Their wealth increased exponentially.

“That must have been tough for you,” Yeo said.

It was all a game to Chuck—he was more of a master chess player—in a game where multiple moves and counter-moves could shift direction at any moment.

He knew the winds of capitalism.

It all came down to detail.

Before he bought stock in a company, he went to the plants, he talked to the managers, he walked among the employees, he checked the equipment.

Only then, did he check the numbers.

He brought clients a return of twenty percent on their money every year.

During downturns, his clients thrived even more.

The thrill of the game was shifting gears and finding unheard of opportunities among the weak and the broken.

Chuck was no idealist. He could be as rough as the rest of them. But he never cheated anyone.

“None of it’s got the high for me anymore,” Chuck said. “I was a young bull when I first started. I thought it was a level playing field. I was naïve. The sharks at the top own the crap tables. They set the odds.

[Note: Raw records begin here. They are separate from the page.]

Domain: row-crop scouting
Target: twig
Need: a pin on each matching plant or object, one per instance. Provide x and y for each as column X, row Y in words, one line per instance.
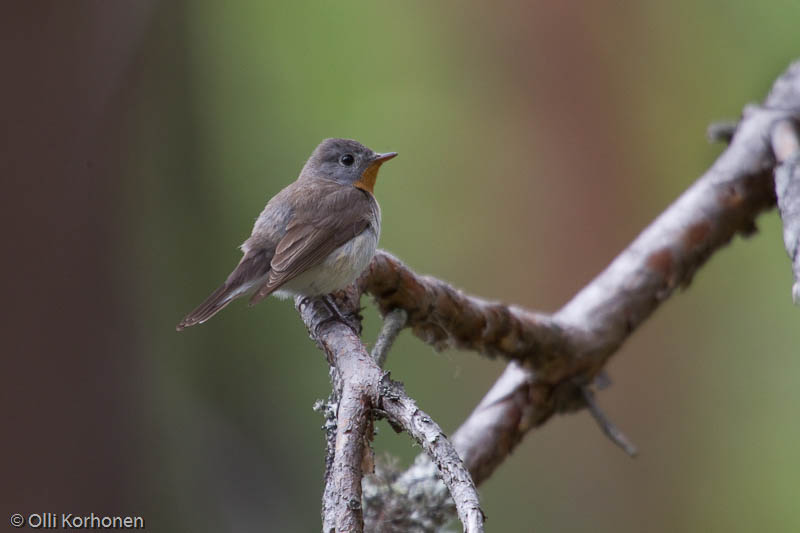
column 360, row 386
column 612, row 431
column 394, row 321
column 356, row 380
column 422, row 428
column 786, row 145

The game’s fixed for the few.”

“So you don’t feel at odds with the plan as a whole,” Yeo said.

They had not spoken with each other at this level since the early meetings started. The meetings consisted of the various planners reporting to Yeo, and then Chuck reporting to Yeo on the level of financing available, and how it was changing from day to day. The numbers were enough to keep up with for Chuck. He didn’t want to press Yeo at a personal level at such a difficult time.

“I was stunned at first. I thought you were insane. But I’ve been thinking for some time that the game doesn’t work anymore—not even for the heavy capitalists, the one’s who own it all.

“They have no idea what their avarice has brought on the planet as a whole. They think world domination will bring them happiness. There won’t be any world left to dominate and they won’t be here to dominate it.

“We can only consume so much before there’s nothing to consume. We’re damned if we do, and damned if we don’t. It’s just a matter of time. In an expansive economy we destroy the environment. The plants fire up. The cars fire up. Cars get marketed to millions of more people who will only add to the heat that’s closing in on us.

“We can’t continue living like this anymore. An impoverished planet leaves people open to destroying each other. I see no other way out of it, except for the rare possibility that your plan could sew the seeds of how the world could be, if we all turned our minds to it immediately.”

“That’s my goal, Chuck,” Yeo said. “I think addressing the water wars is a good way to call that people’s attention to the global water crisis.”

“How long do you think it’ll be before the authorities track it back to us?”

“About the same time we execute all of it.”

“What then?”

“A global revolution against everything that’s destroying us.”

“You were always the best idea man in the business.”

“How did you pull off that operation in Israel?”

“Former Israeli soldiers.”

“The genuine article.”

“We paid through the nose for secrecy.”

“Like my father always said—if you’re paying for talent, pay for the best of it—anything else is a waste of money.”

Chuck had heard it a million times.

“We’re all set to go into Kenya and Ethiopia,” he said.

“Let’s do it,” Yeo said as the waiter came to the table.

As always, Yeo ordered for both of them in Chinese.